À l’occasion de l’examen des dépenses agricoles du projet de finances (PLF) pour 2025, les 17 et 18 janvier, les sénateurs ont adopté, avec avis de sagesse du gouvernement, un amendement du sénateur LR Laurent Duplomb visant à supprimer l’Agence bio et transférer ses missions au sein de FranceAgriMer ou au ministère de l’Agriculture. Il espère ainsi dégager 3 millions d’euros (les dépenses de l’agence étaient de 4 millions d’euros en 2022), sans préciser comment. « Cette rationalisation se justifie notamment par la faible taille de l’opérateur (doté d’un plafond d’emplois de 20 ETPT), qui ne permet pas d’optimiser les ressources dédiées à sa gestion », explique Laurent Duplomb dans l’exposé des motifs.

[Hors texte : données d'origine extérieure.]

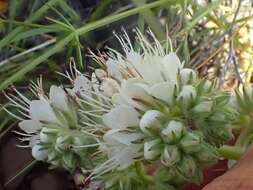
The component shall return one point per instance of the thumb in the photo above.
(238, 177)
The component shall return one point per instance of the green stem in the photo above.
(142, 174)
(152, 21)
(119, 16)
(27, 167)
(231, 152)
(36, 16)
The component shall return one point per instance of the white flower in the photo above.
(164, 91)
(82, 85)
(39, 154)
(30, 126)
(151, 153)
(187, 74)
(173, 131)
(121, 117)
(205, 106)
(41, 110)
(58, 98)
(109, 87)
(151, 120)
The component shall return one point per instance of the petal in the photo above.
(120, 98)
(34, 140)
(121, 117)
(30, 126)
(81, 85)
(39, 154)
(163, 91)
(58, 98)
(109, 87)
(41, 111)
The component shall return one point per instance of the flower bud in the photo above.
(61, 143)
(170, 155)
(187, 167)
(150, 120)
(205, 106)
(187, 93)
(191, 142)
(173, 131)
(163, 186)
(207, 154)
(188, 76)
(38, 153)
(109, 87)
(150, 151)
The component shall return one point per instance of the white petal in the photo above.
(41, 111)
(121, 98)
(163, 91)
(121, 117)
(39, 154)
(185, 75)
(150, 120)
(34, 140)
(30, 126)
(58, 98)
(100, 74)
(113, 69)
(81, 85)
(186, 93)
(136, 89)
(44, 137)
(114, 137)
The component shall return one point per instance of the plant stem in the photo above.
(142, 174)
(117, 17)
(231, 152)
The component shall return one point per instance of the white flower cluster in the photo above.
(138, 108)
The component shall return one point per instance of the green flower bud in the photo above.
(207, 155)
(170, 155)
(164, 186)
(150, 151)
(191, 142)
(187, 93)
(205, 106)
(150, 120)
(188, 76)
(173, 132)
(187, 167)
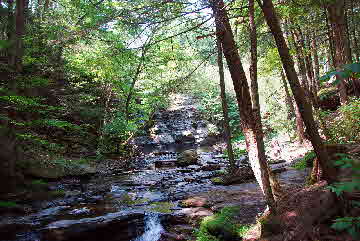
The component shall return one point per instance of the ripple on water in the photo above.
(153, 228)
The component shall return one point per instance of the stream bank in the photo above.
(153, 197)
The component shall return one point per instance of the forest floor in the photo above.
(128, 194)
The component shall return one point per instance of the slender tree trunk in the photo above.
(288, 99)
(305, 109)
(19, 34)
(10, 31)
(300, 61)
(355, 42)
(253, 65)
(8, 157)
(251, 128)
(224, 104)
(316, 68)
(342, 51)
(300, 129)
(331, 52)
(302, 73)
(309, 68)
(135, 78)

La ministre de l’Agriculture Annie Genevard a qualifié la proposition du sénateur de « tout à fait pertinente », lui indiquant toutefois son souhait d’en discuter au préalable avec les intéressés : « Si je peux approuver le principe de l’internalisation, il faut tout de même que l’on travaille avec les acteurs pour la rendre opérationnelle. Il y a besoin de préparer l’atterrissage, c’est une question de meilleure acceptation ». La ministre a ainsi souhaité les « convaincre que leurs missions continueront d’être exercées dans de bonnes conditions ».

Lors de son discours de politique générale le 14 janvier, le Premier ministre François Bayrou s’était interrogé sur la place des « plus de 1 000 agences, organes et opérateurs », qui agissent selon lui « sans contrôle démocratique » et « constituent un labyrinthe ».

Tollé dans la filière

Cette mesure adoptée au Sénat a suscité un tollé dans le monde de l’agriculture biologique créant, de fait, un front commun contre la suppression de l’Agence bio. Premier acteur à avoir réagi, la Fnab (producteurs bio), qui dénonce « l’inconsistance du gouvernement » dans un communiqué le 20 janvier. « On ne peut croire que cet avis de sagesse du gouvernement vendredi soir au Sénat soit issu d’un arbitrage interministériel », lâche la fédération de producteurs, qui ne comprend pas pourquoi supprimer l’Agence bio « pourtant au cœur » du programme Ambition bio 2027 présenté au Salon de l’agriculture 2024. « Venir nous expliquer en pleine crise de la bio qu’il faut supprimer l’acteur chargé de promouvoir nos produits, c’est pour le moins osé. Depuis trois ans, nous avions l’impression d’être rentrés dans un processus collaboratif de recherche de solutions qui vient d’être mis à terre », s’émeut son président Philippe Camburet.

De même, l’Agence bio et ses membres (Fnab, mais aussi Chambres d’agriculture de France, la Coopération agricole, Synadis Bio, Synabio, FCD, Interbio) expriment leur stupéfaction à l’idée de « mettre fin au seul lieu d’expression et de concertation national de l’ensemble de la filière » bio, et ce pour des « économies de bouts de chandelle », dans leur propre communiqué le 20 janvier.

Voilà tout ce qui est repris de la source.